Dixons-Coles with over/unders

Hi,

I’m playing around with the dixons-coles football model[1] and trying to get parameters given not only the score, but the probability of over/under 2.5 goals before the game began. My hope is then to replace the actual score of the game with the probability of the home/away/draw outcomes. I’m struggling to understand why the over/under 2.5 goals isn’t really having any affect on the outputs. Code presented below:

functions {
  real tau(int x, int y, real rho, real mu1, real mu2) {
    real adj;

    if (x == 0 && y == 0)
      adj = 1 - (mu1 * mu2 * rho);
    else if (x == 0 && y == 1)
      adj = 1 + (mu1 * rho);
    else if (x == 1 && y == 0)
      adj = 1 + (mu2 * rho);
    else if (x == 1 && y == 1)
      adj = 1 - rho;
    else
      adj = 1;

    return adj;
  }

  real dixon_coles_log(int[] goals, real rho, real mu1, real mu2) {
    int home;
    int away;
    real prob;

    home = goals[1];
    away = goals[2];

    prob = poisson_lpmf(home | mu1) + poisson_lpmf(away | mu2) + log(tau(home, away, rho, mu1, mu2));
    return prob;
  }
  
  real under_three_log(real under_prob_target,real mu1, real mu2, real rho){
  real under_prob = 0;
  int goals[2];
    
    for(hg in 0:2){
      for(ag in 0:2){
        if( (hg+ag) < 4 ){
          goals[1] = hg;
          goals[2] = ag;
          under_prob = under_prob + exp(  dixon_coles_log(goals,rho, mu1, mu2));
        }
      }
    }
  return (under_prob);
  }
  
}

data {
  //int<lower=0> N;
  //vector[N] y;
  real under_prob_log;
  int home_goals;
  int away_goals;
}

// The parameters accepted by the model. Our model
// accepts two parameters 'mu' and 'sigma'.
parameters {
  real <lower=0> mu1;
  real <lower=0> mu2;
  real rho;
}

// The model to be estimated. We model the output
// 'y' to be normally distributed with mean 'mu'
// and standard deviation 'sigma'.
model {
  //y ~ normal(mu, sigma);
  int score[2];
  
  mu1 ~ normal(0, 1);
  mu2 ~ normal(0, 1);
  rho ~ normal(0, 1);
  
  score[1] = home_goals;
  score[2] = away_goals;
  
  under_prob_log ~ under_three_log(mu1,mu2,rho); 
  score ~ dixon_coles(rho, mu1, mu2);
}

generated quantities{

  real log_link;
  int score[2];
  
  score[1] = home_goals;
  score[2] = away_goals;
  
  log_link = under_three_log(under_prob_log,mu1,mu2,rho); ;
}

with inputs:

dat = list(under_prob_log = 0.3 , home_goals = 1, away_goals = 0)
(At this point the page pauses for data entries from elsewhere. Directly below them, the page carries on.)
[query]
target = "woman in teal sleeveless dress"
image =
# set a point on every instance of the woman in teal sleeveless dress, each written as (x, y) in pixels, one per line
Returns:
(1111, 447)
[1] Predicting Football Results With Statistical Modelling: Dixon-Coles and Time-Weighting - dashee87.github.io

Hi and welcome. Sorry for the delay. Thanks for posting the link and the data. Can you post the full model call? And also let folks know what version of Stan and if this is being carried out in R, python, etc.